Military commanders stress the need to create "economic alternatives" for people in central Iraq's insurgent-infested Sunni Triangle, as well as other parts of the country, in order to undermine the rebellion. Analysts add that insurgencies can only be beaten by creating stable political processes in which every ethnic group feels it has a stake.
Over the past three months, many Iraqis despaired as meaningful work on the country's myriad problems took a back seat to political aspirations of the newly elected leaders. Euphoria immediately after the election and hope that a new government could bring stability coincided with a marked, albeit temporary, drop in violence.
But a high threshold of compromise was needed to form the government. The goal of the US-drafted Transitional Administrative Law (TAL), the template for Iraq's transition to full sovereignty under a permanent constitution, was to force the inclusion of all the country's many ethnic and religious groups, Western diplomats say. But this also meant delays that have cost Iraq's new leaders credibility with Iraqis.
Despite the focus on compromise, Shiite and Kurdish leaders have failed to complete a critical task finding sufficiently meaningful ways to include Sunni Arabs, the main supporters of the insurgency, in the government. While many Sunnis were unwilling to participate in the US-backed government, Shiite leaders vocally opposed including any Sunnis with ties to the former regime.
The dynamic seen this week, with each political step forward invoking a dramatically violent response, will be repeated for years to come as the country wobbles toward standing on its own, says Colonel Hammes, the insurgency expert.
The widespread use of secondary attacks, used to deadly effect over the weekend, is also part of a progressing insurgency, he adds. "What you are seeing is the normal evolution," Hammes says. "I was kind of surprised it took them so long [to do] secondary attacks. It's a common technique."

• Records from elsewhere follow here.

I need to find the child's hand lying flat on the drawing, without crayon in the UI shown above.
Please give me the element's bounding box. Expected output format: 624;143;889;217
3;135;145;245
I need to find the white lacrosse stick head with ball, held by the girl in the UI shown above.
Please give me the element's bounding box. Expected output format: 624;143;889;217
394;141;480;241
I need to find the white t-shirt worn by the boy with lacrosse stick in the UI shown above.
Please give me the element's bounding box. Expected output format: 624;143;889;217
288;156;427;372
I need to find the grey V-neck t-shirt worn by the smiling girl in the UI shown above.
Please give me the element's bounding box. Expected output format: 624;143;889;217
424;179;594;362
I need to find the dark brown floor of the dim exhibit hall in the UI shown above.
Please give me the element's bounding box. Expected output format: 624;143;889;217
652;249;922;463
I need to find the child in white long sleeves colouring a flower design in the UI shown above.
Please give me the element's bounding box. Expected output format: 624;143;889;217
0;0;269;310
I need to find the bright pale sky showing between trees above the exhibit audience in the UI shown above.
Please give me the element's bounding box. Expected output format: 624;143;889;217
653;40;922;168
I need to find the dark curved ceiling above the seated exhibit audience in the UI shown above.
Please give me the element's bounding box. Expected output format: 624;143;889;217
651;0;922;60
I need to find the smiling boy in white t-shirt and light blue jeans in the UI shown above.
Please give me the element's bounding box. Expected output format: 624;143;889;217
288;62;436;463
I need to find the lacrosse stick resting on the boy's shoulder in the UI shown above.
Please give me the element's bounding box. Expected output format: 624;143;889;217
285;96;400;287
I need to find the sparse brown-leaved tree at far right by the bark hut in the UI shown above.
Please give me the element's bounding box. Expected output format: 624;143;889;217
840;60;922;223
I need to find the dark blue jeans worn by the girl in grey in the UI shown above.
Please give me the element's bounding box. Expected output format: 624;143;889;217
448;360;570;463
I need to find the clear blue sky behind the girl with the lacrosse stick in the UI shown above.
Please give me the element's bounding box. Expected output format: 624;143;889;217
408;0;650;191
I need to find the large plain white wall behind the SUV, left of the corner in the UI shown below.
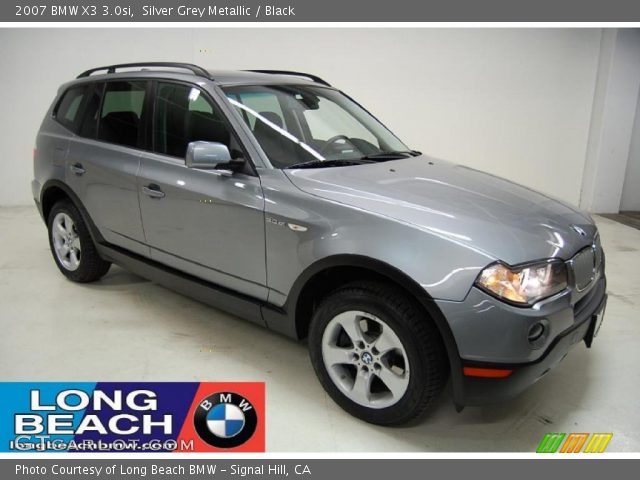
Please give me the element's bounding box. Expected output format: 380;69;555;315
0;27;601;205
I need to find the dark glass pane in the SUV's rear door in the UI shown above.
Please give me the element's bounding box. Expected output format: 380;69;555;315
97;81;146;147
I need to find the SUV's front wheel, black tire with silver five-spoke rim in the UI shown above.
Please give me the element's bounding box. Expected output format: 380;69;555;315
309;282;448;425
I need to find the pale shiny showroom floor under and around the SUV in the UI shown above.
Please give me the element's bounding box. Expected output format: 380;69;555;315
0;207;640;452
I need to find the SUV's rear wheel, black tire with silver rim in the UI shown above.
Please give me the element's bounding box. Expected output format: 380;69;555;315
47;200;111;283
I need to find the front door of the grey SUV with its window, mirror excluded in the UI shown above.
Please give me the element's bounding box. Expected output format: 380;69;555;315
138;81;267;299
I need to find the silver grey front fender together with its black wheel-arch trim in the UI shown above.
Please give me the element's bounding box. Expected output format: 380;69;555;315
261;170;493;407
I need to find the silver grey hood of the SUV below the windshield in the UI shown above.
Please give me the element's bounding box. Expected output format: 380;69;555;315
285;155;596;265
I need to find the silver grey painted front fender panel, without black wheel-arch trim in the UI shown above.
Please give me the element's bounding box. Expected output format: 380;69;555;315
261;170;495;306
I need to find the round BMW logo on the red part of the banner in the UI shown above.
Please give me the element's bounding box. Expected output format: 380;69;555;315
193;392;258;448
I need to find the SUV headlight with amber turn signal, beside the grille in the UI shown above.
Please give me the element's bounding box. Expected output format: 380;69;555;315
476;260;567;305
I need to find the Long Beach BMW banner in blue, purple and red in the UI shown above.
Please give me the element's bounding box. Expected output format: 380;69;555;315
0;382;265;453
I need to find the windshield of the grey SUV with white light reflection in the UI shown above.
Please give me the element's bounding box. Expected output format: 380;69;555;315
224;85;408;168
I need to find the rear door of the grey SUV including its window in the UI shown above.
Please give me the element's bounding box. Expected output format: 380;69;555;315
66;80;150;256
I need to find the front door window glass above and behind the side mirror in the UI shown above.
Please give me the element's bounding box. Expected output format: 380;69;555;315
153;82;241;158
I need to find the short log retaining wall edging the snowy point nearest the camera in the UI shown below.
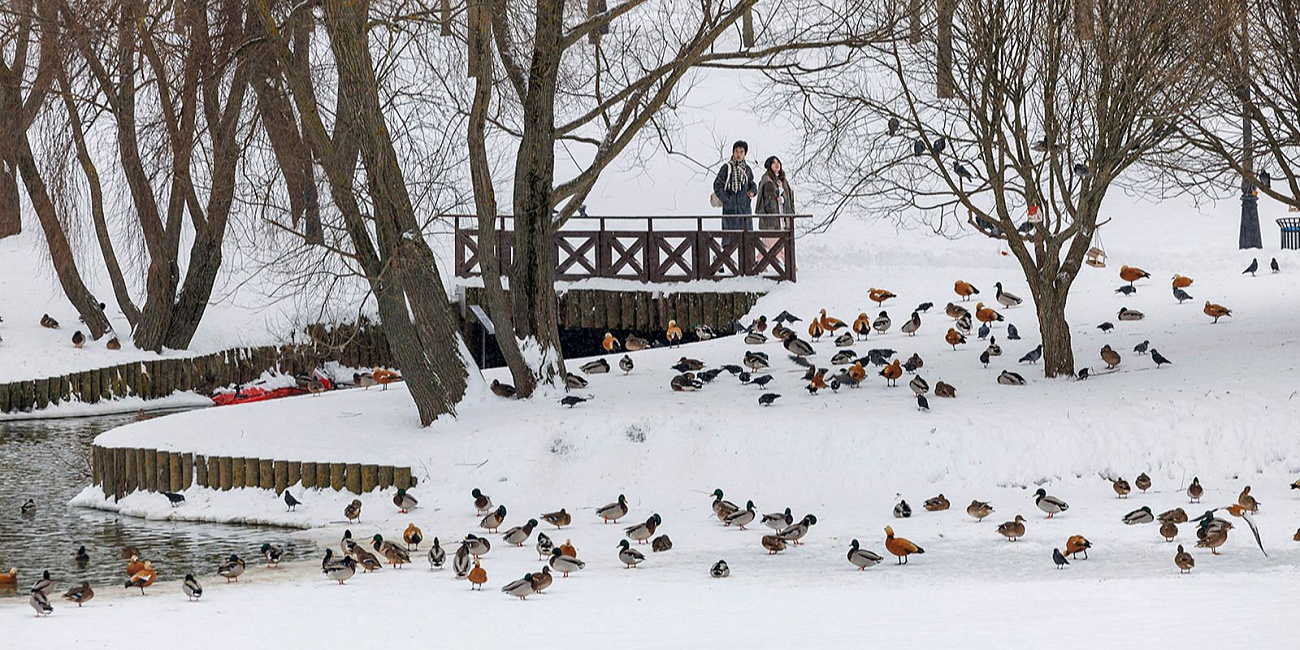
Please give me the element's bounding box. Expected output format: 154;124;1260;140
91;445;415;501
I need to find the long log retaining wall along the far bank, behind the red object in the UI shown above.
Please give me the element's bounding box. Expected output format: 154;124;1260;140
0;320;393;413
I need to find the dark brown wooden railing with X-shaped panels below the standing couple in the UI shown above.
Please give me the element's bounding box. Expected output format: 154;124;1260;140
450;215;809;283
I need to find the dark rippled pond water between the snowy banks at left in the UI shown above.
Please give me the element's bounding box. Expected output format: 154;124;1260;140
0;413;313;598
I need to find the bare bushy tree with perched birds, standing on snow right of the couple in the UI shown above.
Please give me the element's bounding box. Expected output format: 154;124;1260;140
776;0;1232;377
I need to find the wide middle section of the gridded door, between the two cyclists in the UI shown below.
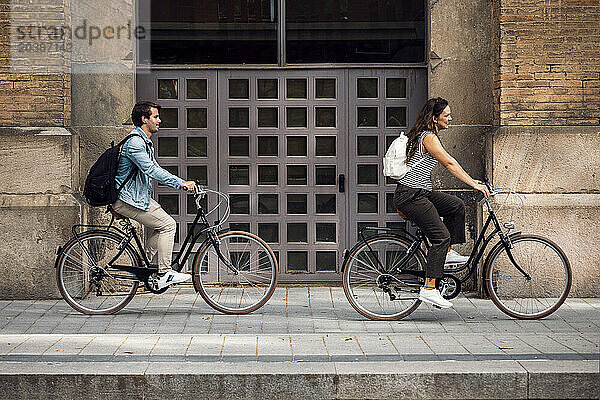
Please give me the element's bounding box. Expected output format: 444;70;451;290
219;71;346;281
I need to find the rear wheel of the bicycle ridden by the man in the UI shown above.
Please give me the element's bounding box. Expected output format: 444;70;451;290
56;231;138;314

In Ms. Yaphe's view, the new government must now earn credibility with the population. This means stepping up the presence of government security forces on the streets, and in turn gaining the trust of average Iraqis who would be willing to report insurgent activities to the authorities, she says. "The government is going to have to get a lot of [security forces] on the streets. Iraqis are going to have to report more suspicious activity."
While the announcement of a new government starts the process toward a permanent sovereign government, the lack of a permanent defense minister could hinder efforts to raise and train Iraqi security forces, the key element to allowing US forces to leave Iraq.
With the Iraqi Army's best battalions increasingly conducting patrols and raids on their own, American military commanders have said that US counterinsurgency operations could be scaled back by half over the course of this year. Actually reducing the number of US troops based in the country, however, would likely come at a later stage.
"You'll see us come down at least by half, not in terms of troop numbers, but tasks," says Maj. Gen. Joseph Taluto, commanding the US 42nd Infantry Division in north-central Iraq.
Likewise in Washington, defeating the insurgency over the long term is now talked about as an Iraqi responsibility. "We can't do this as well as a real native force," Yaphe says.